Impact Fees Threaten Our ‘American Dream’

by Talk Business & Politics ([email protected]) 72 views 

I am writing as a father, citizen, voter, builder and developer. We all agree that something needs to be done in order to finance our infrastructure needs. Whether we are replacing inadequate and insufficient infrastructure (i.e. utilities and roads) or adding new infrastructure, we must not put the burden solely on the homeowner.

Recently, I spoke with a client who is retired. She said after 40 years she just cannot take care of her house anymore. A smaller home downtown that is handicap accessible would better suit her needs than the current situation. It’s about to be built and has just the right size front yard to have her flowers. However, she has been told that she will have to pay an additional $5,100 plus permits to buy it in Bentonville.

All of her life the client has paid her taxes and now she may not be able to live in her hometown.

“I have raised three generations in this town!” She said. “Didn’t I pay enough taxes, and why must I pay more to buy my last home?”

What about our sons and daughters who are seniors at the University of Arkansas or in high school? In less than a year, they will be out on their own. All their life we have told them to live the American Dream: “Go to college, get a good paying job, marry and have a family and own your own home.”

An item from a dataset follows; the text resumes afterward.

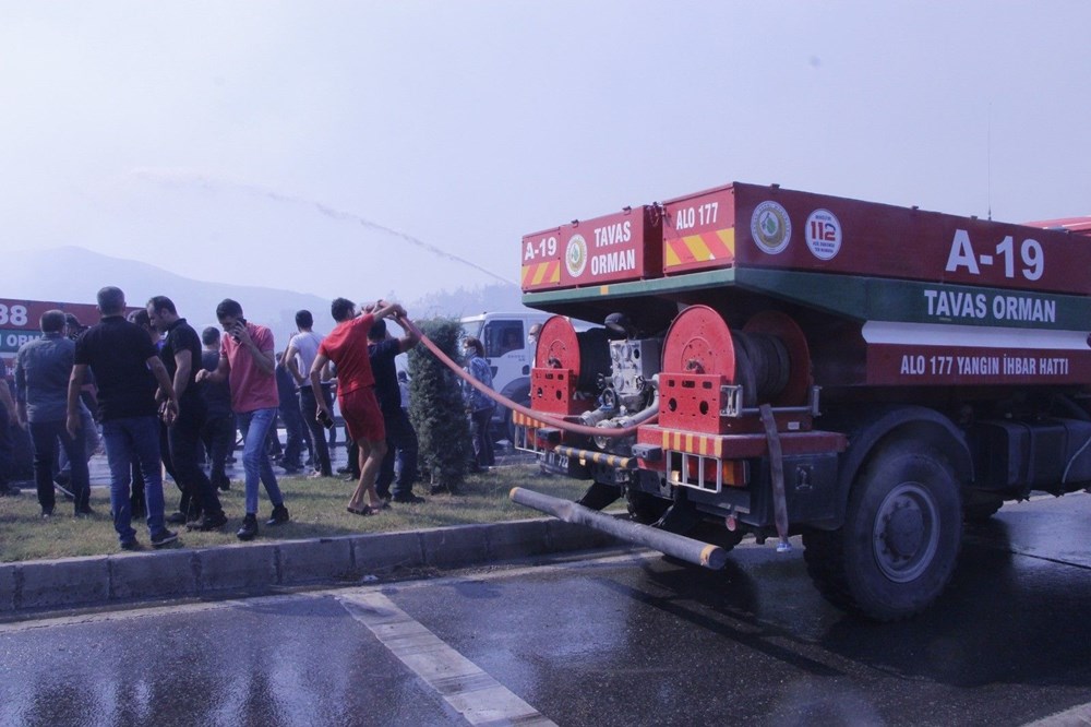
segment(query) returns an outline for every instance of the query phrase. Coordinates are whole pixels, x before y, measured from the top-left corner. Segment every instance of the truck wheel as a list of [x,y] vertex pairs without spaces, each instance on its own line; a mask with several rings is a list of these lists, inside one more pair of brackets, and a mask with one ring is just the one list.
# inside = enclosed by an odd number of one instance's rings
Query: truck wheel
[[939,596],[961,538],[961,500],[950,467],[935,450],[900,442],[864,467],[840,529],[804,534],[804,558],[835,606],[894,621]]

Now we tell them, “Own your own home, but in order to do so you will have to pay an initial $5,100 plus permits to buy your first home.”

After our children have started their own families and need to move for more space, they’ll have to pay that fee again and get additional permits if they want to stay in their own city.

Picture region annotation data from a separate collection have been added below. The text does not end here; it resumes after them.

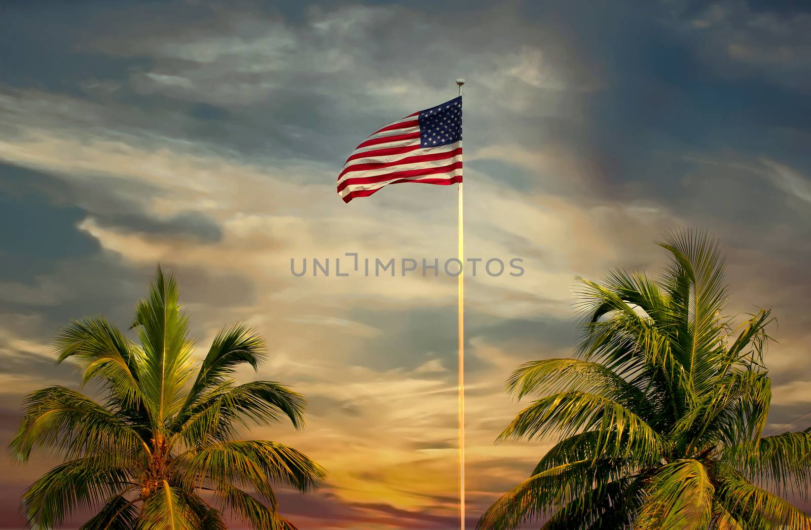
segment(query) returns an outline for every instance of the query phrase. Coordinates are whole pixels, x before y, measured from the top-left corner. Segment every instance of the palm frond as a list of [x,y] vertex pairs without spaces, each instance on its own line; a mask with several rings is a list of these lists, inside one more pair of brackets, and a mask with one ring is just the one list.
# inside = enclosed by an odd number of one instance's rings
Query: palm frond
[[96,459],[70,460],[54,468],[23,493],[28,524],[54,528],[74,511],[88,509],[131,489],[125,470]]
[[478,519],[477,530],[507,530],[547,515],[594,488],[589,459],[536,473],[501,496]]
[[564,438],[581,431],[599,433],[594,458],[616,456],[656,459],[664,449],[661,437],[641,417],[620,403],[586,392],[569,391],[537,399],[518,413],[498,440],[545,437]]
[[116,495],[79,530],[132,530],[138,521],[136,503],[140,501],[139,498],[129,501],[123,495]]
[[138,304],[133,319],[144,349],[139,386],[156,428],[182,406],[185,386],[192,374],[193,343],[187,337],[188,317],[181,311],[179,296],[174,277],[158,267],[149,296]]
[[144,441],[120,415],[65,386],[32,393],[10,449],[28,460],[34,449],[62,453],[69,459],[96,455],[100,459],[131,457]]
[[235,440],[190,450],[173,462],[191,480],[204,476],[217,485],[248,485],[266,498],[272,485],[282,484],[298,491],[318,489],[326,477],[320,465],[299,451],[281,443]]
[[189,505],[186,493],[162,480],[158,489],[144,501],[136,530],[200,530],[200,518]]
[[142,400],[143,352],[103,317],[71,321],[57,335],[54,347],[58,363],[69,358],[78,363],[83,385],[101,381],[127,404]]
[[808,498],[811,487],[811,433],[783,433],[723,450],[723,461],[750,480],[780,494]]
[[662,466],[651,481],[633,528],[703,530],[712,519],[715,488],[697,460]]
[[811,528],[811,518],[791,502],[749,484],[742,477],[723,476],[718,485],[719,498],[732,514],[740,514],[738,520],[745,525],[760,528],[766,521],[772,528],[787,530]]
[[255,370],[266,358],[265,350],[264,339],[246,324],[234,324],[221,330],[203,360],[184,409],[205,389],[222,384],[224,376],[232,375],[240,364],[249,364]]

Then when its time to retire and they need to build a smaller home, they’ll get hit with the same fees again to stay here.

How many of our children will be able to afford to pay $15,300, plus permit costs, property taxes, sales taxes, fuel taxes, etc. to live in their hometown.

These scenarios are true for everyone. I have lived in Bentonville most of my life. I see many of my friends with their children and I find it refreshing that Bentonville’s children are staying in our hometown and living the American dream. My point is, developers and newcomers are not the cause of this growth. We all are.

Before you are firmly for impact fees, please consider the following: Since 1992, donated assets by developers, businesses and citizens are well more than $30 million dollars worth of infrastructure, land, and parks. Developers pay for nearly all of the streets, water lines, drainage structures, sewer lines, sidewalks, fire hydrants, etc., that are within their projects. After your subdivision is developed, it is then given to the city to earn revenues from the utilities and from your tax dollars. (Occasionally the city will agree to participate in offsite work).

So, when it’s said that developers need to pay their fair share, you can say that they and the home buyers already have, since all of that cost is built into the price of homes and commercial buildings.

The amount of money that we will need to upgrade, replace or add to our city infrastructures during the next 20 years is minor in comparison to the impact that will be placed on the taxpayers. There are certainly other solutions.

Impact fees, or capacity fees, are nothing but taxes. Citizens seeking the “American Dream” will be the only ones to pay that tax.

This substantial of a tax should be a vote of all citizens and should include each taxpayer, not just one specific class or group.

We all see the growth within our hometown and the surrounding area and measures to deal with it should be taken.

But we should be asking every citizen in Bentonville for their vote before the only impact we make is impeding our “American dream.”

William P. Burckart is president and owner of Burckart Construction Inc. in Bentonville and the immediate past president of the Northwest Arkansas Homebuilders Association.